2.2) The RSA vendor who elects to supply movable goods under the circumstances and provisions described in paragraph 2.1 at the zero rate:

 

2.2.1) must ensure that the zero rate is not applied in respect of supplies of second-hand goods if a notional input tax credit was claimed by the RSA vendor or any other person who is a connected person in relation to the vendor when the goods were acquired. In terms of the proviso to section 11(1) read with the provisions of section 10(12) of the Act, tax is chargeable, to the qualifying purchaser, equal to the notional input tax credit claimed by the RSA vendor. Such VAT shall not be refunded;

 

2.2.2) must furthermore retain and carefully preserve for a period of five years the following:
i) his copy of the zero-rated tax invoice or the tax invoice showing tax equal to the notional input tax credit claimed, as issued by himself;
ii) a copy of the qualifying purchaser's passport or trading license, or of the passport and the relevant letter as stipulated in paragraph 1.1 under the heading "Foreign diplomats";
iii) the qualifying purchaser's order or the contract between himself and the qualifying purchaser; and
iv) proof of payment for the movable goods by the qualifying purchaser.

 

2.3) In the event of all the documentation referred to in paragraph 2.1.2 (ii) and 2.2.2 not having been obtained by the RSA vendor by the last day of the tax period which ends after the expiry of a period of two months calculated from the date of the relevant tan invoice, the supply will be deemed to be at the standard rate.
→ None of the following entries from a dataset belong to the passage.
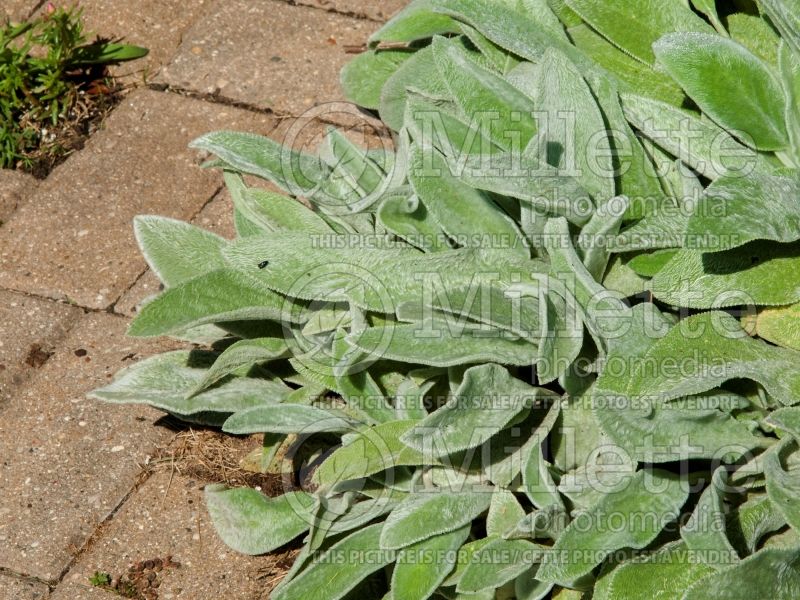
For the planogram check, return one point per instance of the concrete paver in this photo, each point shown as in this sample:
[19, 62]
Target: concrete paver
[17, 10]
[30, 328]
[81, 591]
[12, 588]
[216, 216]
[369, 9]
[73, 239]
[68, 461]
[167, 516]
[15, 187]
[155, 24]
[268, 54]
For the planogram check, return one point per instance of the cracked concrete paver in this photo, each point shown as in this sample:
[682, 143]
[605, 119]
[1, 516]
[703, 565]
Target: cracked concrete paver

The RSA vendor must consequently calculate output tax by applying the tax fraction to the consideration (the selling price is deemed to include tax (see section 64(1) of the Act), and include the amount of output tax so calculated in Block 12 of the return for remittance (form VAT 201) rendered for the tax period in which the said period of two months ends.

 

2.3.1) Should the RSA vendor receive the documentation in respect of which output tax was calculated in terms of paragraph 2.3 within one year from the date of the original tar invoice, the amount previously included in Block 12 of form VAT 201 may be claimed as an input tax credit in Block 18, for the tax period in which this documentation is received.

 

2.3.2) Should the RSA vendor experience difficulties in obtaining the required proof of payment, both the periods referred to above in paragraphs 2.3 and 2.3.1 may be extended by the Receiver of Revenue where the RSA vendor is on register, with a maximum period of four months. This is only applicable with regard to the proof-of payment requirement in respect of the movable goods supplied.

 

2.3.3) The rate of tax applicable for purposes of paragraphs 2.3 and 2.3.1 is the rate of tax in force at the date of issue of the tax invoice.